Here’s another reason why Santa Rosa streets were in poor shape; cowboys could still drive cattle herds through town in the early 20th century.

But in 1906, the town passed new rules that cattle, pigs, and sheep could only rumble down specified parts of College Ave. and Cleveland Ave. Unfortunately, the City Council neglected to specify how the animals would get to the designated routes from the Southern Pacific stockyard on North Street, leading a local cattleman to quip that he’d have to airlift his cows.

OBJECT TO THE NEW ORDINANCE

Claim an Airship Will be Necessary to Get Cattle to Slaughter House

The stringent ordinance which was passed by the City Council at their last meeting regulating the driving of live stock through the streets of the city is meeting with considerable opposition from the stock sellers and buyers, for they can see no way, under the provisions of the ordinance, to get in or out of the city, with their cattle, sheep, or hogs when they dispose of them in the local market or at a distance. Under the provisions of the ordinance live stock can be driven on Cleveland avenue from College avenue on the north to the city limits and on College avenue from Cleveland avenue to the city limits on the west.

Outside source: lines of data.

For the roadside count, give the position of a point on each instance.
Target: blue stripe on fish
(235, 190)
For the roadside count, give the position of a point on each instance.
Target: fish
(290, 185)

In conversation with P. H. Noonan, the largest stock shipper and buyer in this section, a reporter learned yesterday that Mr. Noonan does not relish the provisions of the ordinance at all. At present he sees no way, except possibly by means of an air ship, to get live stock from the Southern Pacific depot to the slaughter house, or from any point outside of the city. If some reasonable way can be provided whereby stock can be taken to the slaughter house and corrals, Mr. Noonan would much rather not drive cattle fresh from the Nevada hills, for instance, through the streets recognizing as he does the element of danger undertaken. The first remedy Mr. Noonan suggests is the removal of the Southern Pacific corrals outside of the city limits. The next remedy he would urge is the providing of a road as near the city limits on the west as possible, with a bridge across Santa Rosa creek at some convenient place.

– Press Democrat, February 28, 1906

READY TO MOVE CATTLE CORRALS
CHAIRMAN REYNOLDS OF STREET COMMITTEE RECEIVES WORD FROM SOUTHERN PACIFIC
Corrals and Oil Tanks Will be Located Outside of the City Limits When North Street is Opened

The Southern Pacific Company has formally notified Chairman W. D. Reynolds of the Street Committee that it is ready to move its cattle yards and oil tanks outside the city limits as soon as North street is opened so that teams will be able to reach the new location. The Company also urges that the matter be attended to if possible before the winter rains set in.

The new location of the Southern Pacific tanks and corrals will be on the Company’s property at the head of North street, and the change about to be made is in conformity with the ordinance passed some time since The tracks [sic] will be raised so as to allow the oil cars to run alongside the tanks and empty themselves by gravity, and the corrals will be constructed in permanent style.